Futbol Aşkı ve Kültürel Bağlılık
Kitaptaki ilk hikaye olan "Futbol Aşkına", Mellor'un bir taksiciyle arasında geçen futbol sohbetini anlatıyor. Mellor, Türkiye'de aynı takımı tuttuğun bir taksiciyle güçlü bir dayanışma içinde olabileceğini ve futbolun burada neredeyse bir ölüm kalım meselesi olduğunu gözlemliyor. Kendisi de futbolla büyümüş biri olarak, Türkiye'deki futbol tutkusunun İngiltere'deki kadar yoğun olduğunu fark ediyor. Mellor, "Türkiye’ye taşındığımda burada insanların futbolla yatıp futbolla kalkmadığını gördüm. Hayır, Türkiye’de futbol insanların damarlarında akan kandı," diyor.
Gündelik Yaşam ve Toplumsal Meseleler
Mellor'un hikayelerinde mizahi bir ton hakim. Trende karşılaştığı birini, mahalledeki bir kediyi, minibüste uzattığı parayı ya da tatilde yediği börekleri anlatırken bile mizahı elden bırakmıyor. Yazarın ilgisini çeken bir diğer detay ise gündüz kuşağı televizyon programları. "Uzaktan Kumanda Elimde" hikayesinde, "Yaparsın Aşkım" programındaki yarışmacıların ciddiyetine ve programların ilginçliğine dikkat çekiyor. Ayrıca Mellor, İstanbul Onur Yürüyüşleri'ni de anlatarak, İstanbul'da eşcinsel olmanın zorluklarına değiniyor. "İlk başta rengarenk giysiler içinde şarkılar söyleyen, dans eden insanları seyrettik, biz de onlara katıldık. (…) Sokağın ucunda polisler toplanıyordu. Kız arkadaşımı en yakındaki mağazaya ittim, o sırada polis de yürüyüşe saldırdı," şeklinde yaşadıklarını aktarıyor.
Masallar ve Türkiye Kültürü
Kitabın masallar bölümünde ise Mellor'un hayal gücü ve Türkiye'deki deneyimlerinden beslenen karakterler ön plana çıkıyor. "Bir Yeşilçam Klasiği" adlı masalda, Türkiye'deki kahvaltı alışkanlıkları, siyasetçilere yönelik söylemler ve sokakta yaşayan köpeklere atıflarla Türkiye kültürüne dair gözlemler yer alıyor. "Son Sömürge Valisi" adlı masalda ise Mellor, Kurtuluş Savaşı sonrasında kendini Türkiyeli halka bir general olarak tanıtan İngiliz Andy Jones'u merkeze alıyor. Masal, genç bir gazetecinin anlatımıyla ilerliyor ve Jones'un İstanbul'u fethetme hayalini konu alıyor.

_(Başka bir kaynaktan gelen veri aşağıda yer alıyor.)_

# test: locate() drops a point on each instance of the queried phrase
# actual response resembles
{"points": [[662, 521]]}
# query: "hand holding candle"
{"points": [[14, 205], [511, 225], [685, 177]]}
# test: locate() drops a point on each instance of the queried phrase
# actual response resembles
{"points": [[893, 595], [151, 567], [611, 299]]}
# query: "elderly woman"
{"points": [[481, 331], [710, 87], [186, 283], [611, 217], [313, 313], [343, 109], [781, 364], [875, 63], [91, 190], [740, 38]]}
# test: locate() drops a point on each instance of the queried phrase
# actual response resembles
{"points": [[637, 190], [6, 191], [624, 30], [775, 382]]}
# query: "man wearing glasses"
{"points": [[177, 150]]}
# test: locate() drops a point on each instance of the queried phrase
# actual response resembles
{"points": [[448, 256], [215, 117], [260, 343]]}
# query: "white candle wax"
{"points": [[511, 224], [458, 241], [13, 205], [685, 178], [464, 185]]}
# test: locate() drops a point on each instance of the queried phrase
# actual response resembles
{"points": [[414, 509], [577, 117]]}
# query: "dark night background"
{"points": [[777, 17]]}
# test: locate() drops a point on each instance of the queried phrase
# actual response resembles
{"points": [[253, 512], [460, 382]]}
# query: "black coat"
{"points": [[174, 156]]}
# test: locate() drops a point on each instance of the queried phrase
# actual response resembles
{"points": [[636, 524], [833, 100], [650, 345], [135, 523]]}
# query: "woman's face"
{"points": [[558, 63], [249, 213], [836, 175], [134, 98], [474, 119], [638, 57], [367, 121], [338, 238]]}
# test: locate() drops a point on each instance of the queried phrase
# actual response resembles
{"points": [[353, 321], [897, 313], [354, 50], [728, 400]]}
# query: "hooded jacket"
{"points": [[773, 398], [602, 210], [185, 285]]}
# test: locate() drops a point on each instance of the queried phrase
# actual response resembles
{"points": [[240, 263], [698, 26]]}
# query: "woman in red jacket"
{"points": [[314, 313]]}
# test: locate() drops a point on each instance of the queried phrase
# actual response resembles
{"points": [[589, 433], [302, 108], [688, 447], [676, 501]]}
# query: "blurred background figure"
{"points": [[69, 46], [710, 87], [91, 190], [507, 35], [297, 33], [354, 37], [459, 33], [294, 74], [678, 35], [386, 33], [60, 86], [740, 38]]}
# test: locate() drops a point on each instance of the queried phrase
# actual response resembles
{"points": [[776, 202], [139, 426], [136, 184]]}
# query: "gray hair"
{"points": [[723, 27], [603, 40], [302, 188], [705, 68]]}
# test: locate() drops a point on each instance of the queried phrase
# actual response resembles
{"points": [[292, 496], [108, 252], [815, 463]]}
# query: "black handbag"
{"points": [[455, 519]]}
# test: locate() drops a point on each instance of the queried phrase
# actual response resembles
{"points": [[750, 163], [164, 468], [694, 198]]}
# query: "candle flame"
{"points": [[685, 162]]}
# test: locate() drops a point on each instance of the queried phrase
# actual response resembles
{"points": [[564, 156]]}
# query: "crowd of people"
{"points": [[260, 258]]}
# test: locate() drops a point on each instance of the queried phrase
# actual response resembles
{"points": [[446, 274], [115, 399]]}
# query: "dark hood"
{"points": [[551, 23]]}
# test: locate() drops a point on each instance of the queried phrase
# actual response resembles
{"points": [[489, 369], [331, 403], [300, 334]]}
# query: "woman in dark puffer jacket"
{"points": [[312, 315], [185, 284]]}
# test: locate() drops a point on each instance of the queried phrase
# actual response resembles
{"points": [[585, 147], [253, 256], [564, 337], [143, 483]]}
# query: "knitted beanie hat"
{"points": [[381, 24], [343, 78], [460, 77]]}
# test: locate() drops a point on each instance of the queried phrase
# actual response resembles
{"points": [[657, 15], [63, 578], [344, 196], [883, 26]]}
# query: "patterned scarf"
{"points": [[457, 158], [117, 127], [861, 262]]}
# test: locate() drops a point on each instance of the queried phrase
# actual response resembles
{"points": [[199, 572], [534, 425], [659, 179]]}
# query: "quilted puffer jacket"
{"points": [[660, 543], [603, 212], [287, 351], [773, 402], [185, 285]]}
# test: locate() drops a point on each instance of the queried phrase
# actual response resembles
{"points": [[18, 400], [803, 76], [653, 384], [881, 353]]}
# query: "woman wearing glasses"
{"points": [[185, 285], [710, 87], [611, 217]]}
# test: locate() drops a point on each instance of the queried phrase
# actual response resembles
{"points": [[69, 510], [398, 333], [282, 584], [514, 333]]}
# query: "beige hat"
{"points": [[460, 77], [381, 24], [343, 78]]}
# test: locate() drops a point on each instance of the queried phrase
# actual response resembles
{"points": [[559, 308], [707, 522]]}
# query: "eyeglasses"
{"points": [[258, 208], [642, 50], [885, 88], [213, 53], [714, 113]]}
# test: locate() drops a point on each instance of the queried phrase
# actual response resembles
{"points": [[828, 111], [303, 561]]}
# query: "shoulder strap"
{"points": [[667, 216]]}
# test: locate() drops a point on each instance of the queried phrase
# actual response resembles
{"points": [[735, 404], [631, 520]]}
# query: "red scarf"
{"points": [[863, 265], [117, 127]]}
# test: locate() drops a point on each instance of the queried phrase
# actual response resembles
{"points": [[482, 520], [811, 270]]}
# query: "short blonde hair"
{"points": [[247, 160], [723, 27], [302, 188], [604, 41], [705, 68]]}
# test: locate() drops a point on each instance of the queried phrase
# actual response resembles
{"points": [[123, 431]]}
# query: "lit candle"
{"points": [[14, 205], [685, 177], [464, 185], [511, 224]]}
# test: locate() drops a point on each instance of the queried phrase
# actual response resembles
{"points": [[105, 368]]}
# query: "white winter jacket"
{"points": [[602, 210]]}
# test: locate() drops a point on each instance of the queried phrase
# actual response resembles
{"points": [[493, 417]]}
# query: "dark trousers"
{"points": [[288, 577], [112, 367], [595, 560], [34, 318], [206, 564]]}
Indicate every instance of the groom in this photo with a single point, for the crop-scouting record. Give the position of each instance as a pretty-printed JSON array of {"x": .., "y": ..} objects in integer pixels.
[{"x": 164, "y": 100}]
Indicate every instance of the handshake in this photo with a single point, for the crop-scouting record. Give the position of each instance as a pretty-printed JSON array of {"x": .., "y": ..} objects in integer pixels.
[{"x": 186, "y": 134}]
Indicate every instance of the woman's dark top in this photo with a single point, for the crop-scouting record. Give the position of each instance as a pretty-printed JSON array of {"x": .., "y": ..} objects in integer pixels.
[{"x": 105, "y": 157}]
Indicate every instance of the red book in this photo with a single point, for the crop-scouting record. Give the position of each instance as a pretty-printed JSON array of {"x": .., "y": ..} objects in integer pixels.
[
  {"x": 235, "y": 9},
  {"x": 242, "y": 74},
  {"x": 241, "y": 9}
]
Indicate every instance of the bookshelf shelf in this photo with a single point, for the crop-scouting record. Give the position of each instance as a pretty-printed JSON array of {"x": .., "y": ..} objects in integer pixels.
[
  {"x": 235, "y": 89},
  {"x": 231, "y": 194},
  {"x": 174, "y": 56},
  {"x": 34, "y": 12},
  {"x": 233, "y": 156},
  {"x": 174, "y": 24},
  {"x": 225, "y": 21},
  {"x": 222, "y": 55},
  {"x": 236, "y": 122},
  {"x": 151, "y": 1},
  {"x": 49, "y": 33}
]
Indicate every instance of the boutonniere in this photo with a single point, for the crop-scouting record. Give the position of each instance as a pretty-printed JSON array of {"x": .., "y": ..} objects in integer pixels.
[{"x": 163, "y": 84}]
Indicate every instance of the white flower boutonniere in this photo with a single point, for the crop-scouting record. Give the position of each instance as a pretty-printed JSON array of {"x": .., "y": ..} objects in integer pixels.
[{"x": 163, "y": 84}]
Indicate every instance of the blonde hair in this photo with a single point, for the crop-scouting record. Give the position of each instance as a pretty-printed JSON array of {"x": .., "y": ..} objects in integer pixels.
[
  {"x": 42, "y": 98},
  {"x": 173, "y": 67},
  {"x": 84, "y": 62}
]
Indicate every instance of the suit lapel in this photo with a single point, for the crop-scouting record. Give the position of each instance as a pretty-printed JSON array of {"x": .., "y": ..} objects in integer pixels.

"Türkiye'de Bir İngiliz", Türkiye'yi bir İngiliz'in gözünden görmemizi sağlayan, mizah dolu ve düşündürücü bir eser. Mellor, Türkiye'deki deneyimlerini samimi ve eleştirel bir şekilde aktarırken, okuyucuya farklı bir bakış açısı sunuyor. Kitap, Türkiye'nin kültürel zenginliklerini ve toplumsal sorunlarını anlamak için önemli bir kaynak niteliğinde.